For my post on The New Stack this week, I interviewed the two creators of MCP-UI, an open source project that creates React or web components for agents. The technology is just 3 months old, but is already being used by Shopify and others. One of the founders, Ido Salomon, explained to me why it's using the HTML <iframe> element to ferry UI components to agents:
"I think MCP-UI, at its core, is fairly simple. It basically takes the building blocks of MCP [the parent protocol] — MCP has a way to respond not just with text, but with an embedded resource that can be anything. So the idea was, how do I take something like an embedded resource, get some consensus around when this embedded resource contains something. Then the host — you know, ChatGPT, whatever — can render it. And how does it run basically arbitrary code, that is unsafe, without harming the users. Iframe is kind of the only way to do that. And sandbox iframe in particular gives you an extra edge."

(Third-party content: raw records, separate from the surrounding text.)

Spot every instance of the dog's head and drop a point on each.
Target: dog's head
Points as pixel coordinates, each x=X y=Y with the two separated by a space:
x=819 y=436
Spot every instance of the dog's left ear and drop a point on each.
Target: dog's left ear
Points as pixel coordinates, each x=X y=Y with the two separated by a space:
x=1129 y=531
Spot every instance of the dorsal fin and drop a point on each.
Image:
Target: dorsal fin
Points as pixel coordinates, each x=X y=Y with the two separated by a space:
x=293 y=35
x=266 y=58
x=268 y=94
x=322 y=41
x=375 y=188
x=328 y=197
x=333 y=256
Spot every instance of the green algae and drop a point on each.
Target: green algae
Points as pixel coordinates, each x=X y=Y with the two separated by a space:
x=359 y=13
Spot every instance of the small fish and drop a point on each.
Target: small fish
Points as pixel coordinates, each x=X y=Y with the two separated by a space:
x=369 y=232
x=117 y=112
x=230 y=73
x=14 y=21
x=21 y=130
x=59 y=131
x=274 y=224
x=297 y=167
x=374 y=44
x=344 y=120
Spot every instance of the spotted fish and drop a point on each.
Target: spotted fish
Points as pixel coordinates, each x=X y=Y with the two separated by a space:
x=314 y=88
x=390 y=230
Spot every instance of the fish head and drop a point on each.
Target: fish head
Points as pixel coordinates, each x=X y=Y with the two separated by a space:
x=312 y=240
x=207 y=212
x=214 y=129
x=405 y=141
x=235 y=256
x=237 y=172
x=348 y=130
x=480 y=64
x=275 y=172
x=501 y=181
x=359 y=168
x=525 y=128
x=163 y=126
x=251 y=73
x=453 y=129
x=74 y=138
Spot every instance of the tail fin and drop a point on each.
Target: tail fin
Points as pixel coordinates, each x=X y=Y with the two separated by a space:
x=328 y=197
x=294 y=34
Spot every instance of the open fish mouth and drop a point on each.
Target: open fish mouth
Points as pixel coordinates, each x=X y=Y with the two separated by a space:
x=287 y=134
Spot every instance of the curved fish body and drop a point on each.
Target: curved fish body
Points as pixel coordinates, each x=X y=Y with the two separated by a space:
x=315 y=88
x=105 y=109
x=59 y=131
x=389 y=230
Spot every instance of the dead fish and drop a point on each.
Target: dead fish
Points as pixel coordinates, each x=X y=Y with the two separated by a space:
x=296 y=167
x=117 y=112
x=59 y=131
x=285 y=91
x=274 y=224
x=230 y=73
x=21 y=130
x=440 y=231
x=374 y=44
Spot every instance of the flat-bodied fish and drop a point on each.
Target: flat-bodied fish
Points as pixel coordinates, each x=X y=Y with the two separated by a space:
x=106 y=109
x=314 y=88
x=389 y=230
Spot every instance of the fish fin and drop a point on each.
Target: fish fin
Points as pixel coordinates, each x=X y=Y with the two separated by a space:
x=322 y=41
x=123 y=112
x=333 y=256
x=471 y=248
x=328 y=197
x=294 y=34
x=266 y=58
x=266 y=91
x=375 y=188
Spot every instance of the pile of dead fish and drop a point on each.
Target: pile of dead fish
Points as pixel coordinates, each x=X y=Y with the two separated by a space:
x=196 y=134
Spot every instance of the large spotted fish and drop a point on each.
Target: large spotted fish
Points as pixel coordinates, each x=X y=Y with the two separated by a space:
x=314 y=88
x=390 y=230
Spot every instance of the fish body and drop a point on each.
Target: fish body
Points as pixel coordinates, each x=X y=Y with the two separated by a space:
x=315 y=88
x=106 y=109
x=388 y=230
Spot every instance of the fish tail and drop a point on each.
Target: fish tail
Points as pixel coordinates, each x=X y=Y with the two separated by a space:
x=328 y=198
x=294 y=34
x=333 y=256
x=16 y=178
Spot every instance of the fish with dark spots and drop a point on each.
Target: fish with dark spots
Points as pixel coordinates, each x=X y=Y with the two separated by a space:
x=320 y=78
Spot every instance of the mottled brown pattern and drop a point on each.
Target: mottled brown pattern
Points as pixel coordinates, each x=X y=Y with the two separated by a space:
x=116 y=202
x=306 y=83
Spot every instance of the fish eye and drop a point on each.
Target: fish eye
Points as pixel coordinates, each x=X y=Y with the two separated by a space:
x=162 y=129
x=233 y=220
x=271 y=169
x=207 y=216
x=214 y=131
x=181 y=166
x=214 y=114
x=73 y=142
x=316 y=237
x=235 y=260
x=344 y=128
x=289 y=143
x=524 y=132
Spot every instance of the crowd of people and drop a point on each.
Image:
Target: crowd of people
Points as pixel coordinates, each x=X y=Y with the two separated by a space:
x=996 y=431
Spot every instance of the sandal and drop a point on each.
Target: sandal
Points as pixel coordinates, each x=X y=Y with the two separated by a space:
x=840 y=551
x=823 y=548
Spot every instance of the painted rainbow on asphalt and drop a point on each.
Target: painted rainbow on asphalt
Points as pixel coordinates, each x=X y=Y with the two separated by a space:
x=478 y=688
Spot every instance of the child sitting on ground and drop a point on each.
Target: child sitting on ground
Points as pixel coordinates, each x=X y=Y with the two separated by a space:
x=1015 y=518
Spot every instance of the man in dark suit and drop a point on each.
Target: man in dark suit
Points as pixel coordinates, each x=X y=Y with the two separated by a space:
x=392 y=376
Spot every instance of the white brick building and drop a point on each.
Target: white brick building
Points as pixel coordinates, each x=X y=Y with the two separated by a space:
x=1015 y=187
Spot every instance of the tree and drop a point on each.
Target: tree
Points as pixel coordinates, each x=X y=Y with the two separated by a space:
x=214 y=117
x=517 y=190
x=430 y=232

Web UIs in agents — it's a trend to watch. I have another post coming up early next week about MCP-UI, based on an interview with two Shopify engineers.
Meanwhile, Paul Kinlan from Google is calling for experimentation with hyperlinks in the AI age:
"LLMs also offer the practical tools to finally realize the promise of hypertext on the web itself. They are the enabling technology that can upgrade the humble <a> tag and make it truly “hyper.”"
Launched this week: Tidewave Web for Rails and Phoenix, "a coding agent that runs directly in the browser alongside your web application, in your own development environment, with full page and code context." (via Hacker News)
One More Thing
What's the point of vibe coding if...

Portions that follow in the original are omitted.